How are portfolios managed and controlled
It depends again on the business and the frequency, but a trend is establishing some kind of a project and portfolio management office. They call them Centers of Excellence. Having a place for the discipline, for the people, process, and tools to manage the discipline is a big benefit. It doesn’t have to be a large team. Their focus is to serve the business. They are not decision-makers, they are not the ones who are dictating, they are not the ones prioritizing. They are the ones to support the entire process.

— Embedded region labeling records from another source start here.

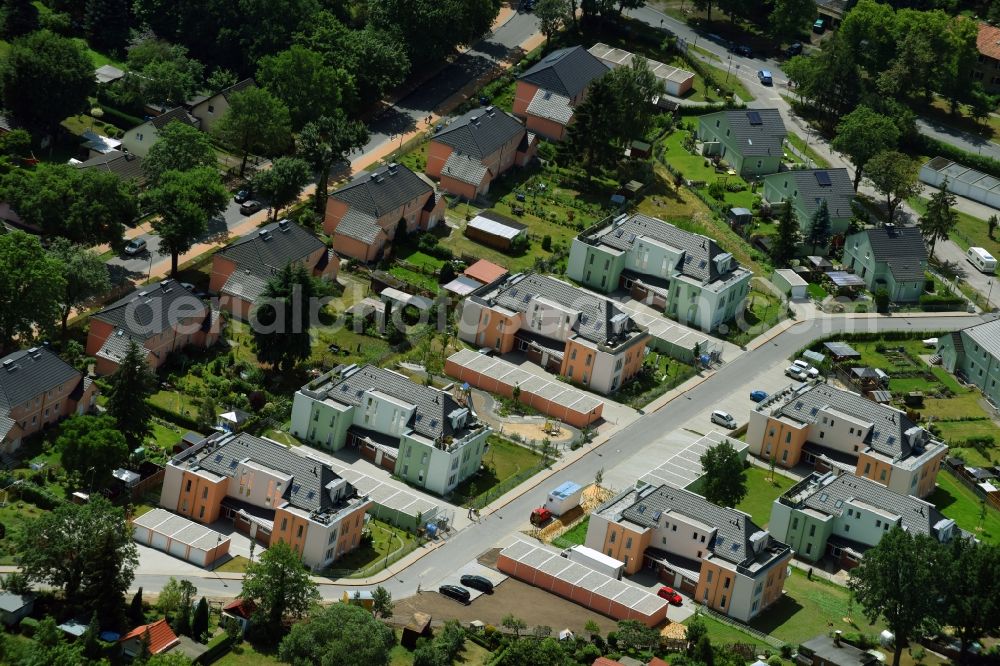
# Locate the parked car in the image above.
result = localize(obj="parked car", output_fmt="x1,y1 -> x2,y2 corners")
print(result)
712,409 -> 736,430
461,574 -> 493,594
792,359 -> 819,379
240,199 -> 264,215
785,365 -> 809,382
438,585 -> 471,604
656,587 -> 684,606
125,238 -> 146,257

Where does portfolio management fit into a stage-gate process
I believe that portfolio management as a discipline can enter the front end of the funnel. It is only a framework to help projects stay focused. I really believe in Google’s 10% time, but I’m not a fan of zombie projects. When you’re doing ideation, it really should be challenge-oriented. If we need to take a product and make it 10% lighter, what can we do? That should be an ideation challenge. Or, if we need to grow a brand, what product should we launch? That’s an ideation challenge. So portfolio management is providing those categories and the strategy to go make it happen. I’m not a big fan of ideation for ideation’s sake. I want it to have a purpose and portfolio management provides that framework and structure and purpose.

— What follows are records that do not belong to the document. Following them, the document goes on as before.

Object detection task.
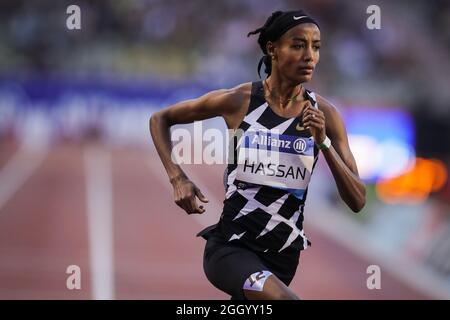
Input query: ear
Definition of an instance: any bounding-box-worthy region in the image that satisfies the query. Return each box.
[266,41,276,59]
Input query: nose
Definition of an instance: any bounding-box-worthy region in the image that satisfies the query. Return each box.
[303,47,313,62]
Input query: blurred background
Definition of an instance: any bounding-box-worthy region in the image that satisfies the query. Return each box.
[0,0,450,299]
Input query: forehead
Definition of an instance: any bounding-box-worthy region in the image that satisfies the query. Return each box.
[281,23,320,41]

What are some of the common mistakes made with portfolio management
You have to be thoughtful about those that they drive the behavior and the results that you want. When the process discounts something that really would have been a good idea, that’s where the human factor comes in. And there is a human factor in portfolio management. It’s not just a numbers game. It’s not just how well did an idea score. That’s why we’re humans and that’s why we analyze the portfolio. Another common mistake is setting up all of the structure and the process and it becomes too rigorous. I think that sometimes you get tempted to say, oh, well, we can do all of this process, and then they just beat the living daylights out of innovation with process kill.
I’ve talked to Dr. Cooper about this, that stage-gate processes sometimes are used for evil and not good. Being able to make sure there is just enough portfolio process to accomplish the goals — starting small and keeping it simple, that is the number one recommendation. Start with a blank slate and say, what do we need to drive the strategies that we want to be able to achieve and the behavior that we want to be able to achieve? There’s tons of best practices out there, but really keep it light. And be very clear about what you’re trying to accomplish with it.